Hash on the fly with rclone?

Every 5 years I copy ~15TB of data from one set of HDD to a fresh set of diversified but newer HDDs. This is source of extreme stress and anxiety but I have developed a set of scripts to reduce that.

Now in 2021, it's time again to do this for my 20 TB of data from HDDs I purchased in 2015. I would like to use rclone for this.

What I will do is copy the files from the old HDDs (OLD) to these new HDDs (NEW). My question is:

  1. While rclone copies from OLD to NEW, is there anyway I can also have it generate MD5 or SHA hashes and store those in a file (since it has already read the data from OLD)?
  2. The objective is to have a hashlist generated on the fly with rclone so that I don't have to do a second pass after the copy step, just to generate a hashlist
  3. If this feature is not yet available - what will be involved to add this feature for local FS (local HDDs) copies only? Would I have to write plugins in Go or do I have to update rclone itself (i.e. rclone does not support external plugins?)

hi,

there might be another way, but this will work.

use a debug log and for each file copied, the output will be
2021/10/19 15:27:40 DEBUG : file.txt: md5 = c4ca4238a0b923820dcc509a6f75849b OK
then iterate thru the log file and regex the needed info.
in python, .*DEBUG : (.*): md5 = (.*) OK$ would match

file.txt
c4ca4238a0b923820dcc509a6f75849b
1 Like

@asdffdsa, really appreciate this! This is one way of getting the MD5 hash

2 questions:

  1. Is there a way to obtain SHA instead (or in addition to the MD5 hash)?
  2. That MD5 hash is of the file read from the source instead of the file written out, right? This would make sense instead of any other way, but just confirming.

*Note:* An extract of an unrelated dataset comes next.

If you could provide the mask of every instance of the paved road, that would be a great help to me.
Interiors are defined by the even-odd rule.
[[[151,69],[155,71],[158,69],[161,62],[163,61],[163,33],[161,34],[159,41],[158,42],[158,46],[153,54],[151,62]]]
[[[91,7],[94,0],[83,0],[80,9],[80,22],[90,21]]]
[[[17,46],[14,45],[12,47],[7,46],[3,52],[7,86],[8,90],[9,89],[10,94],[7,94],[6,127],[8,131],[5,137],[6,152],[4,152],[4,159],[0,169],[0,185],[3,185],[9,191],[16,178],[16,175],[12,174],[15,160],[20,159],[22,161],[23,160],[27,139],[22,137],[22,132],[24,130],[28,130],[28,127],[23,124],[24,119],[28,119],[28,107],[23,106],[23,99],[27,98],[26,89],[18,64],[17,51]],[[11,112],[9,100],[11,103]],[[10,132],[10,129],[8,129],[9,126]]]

Again, this response is very useful.

  1. not that i know of. rclone copy local to local uses md5
    for sha1 - rclone sha1sum, which as i understand, just calls rclone hashsum sha1
  2. the hash is from the source.
1 Like

I think the not quite merged yet hasher backend would help with this. Its job is to cache hashes so they don't get re-computed unecessarily.

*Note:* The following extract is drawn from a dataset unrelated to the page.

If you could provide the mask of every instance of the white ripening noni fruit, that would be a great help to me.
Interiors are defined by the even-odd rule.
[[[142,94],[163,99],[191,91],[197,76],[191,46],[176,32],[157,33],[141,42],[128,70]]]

@ivandeex will be along in a moment to explain more I'm sure :slight_smile:

1 Like

After refactoring his main job is to bring free bolt to her majesty vfs :slight_smile:

Hash caching is just coincident byproduct

2 Likes

I really appreciate this response. BY the way, this is not really my request. This idea was proposed years ago:

@thestigma mentioned this at When does rclone compute a file hash? - #2 by thestigma

Any time you already have to read the entire file anyway though - calculating the hash can be done almost for free (such as for the upload of a file). The only extra cost is a fairly trivial amount of CPU, so I think rclone generally tends to do this to verify a successful transfer.

… but I didn't see any followups on this matter.

I have also asked about this for ref: https://www.reddit.com/r/rclone/comments/qbgd9x/hash_on_the_fly_with_rclone/

1 Like

This topic was automatically closed 30 days after the last reply. New replies are no longer allowed.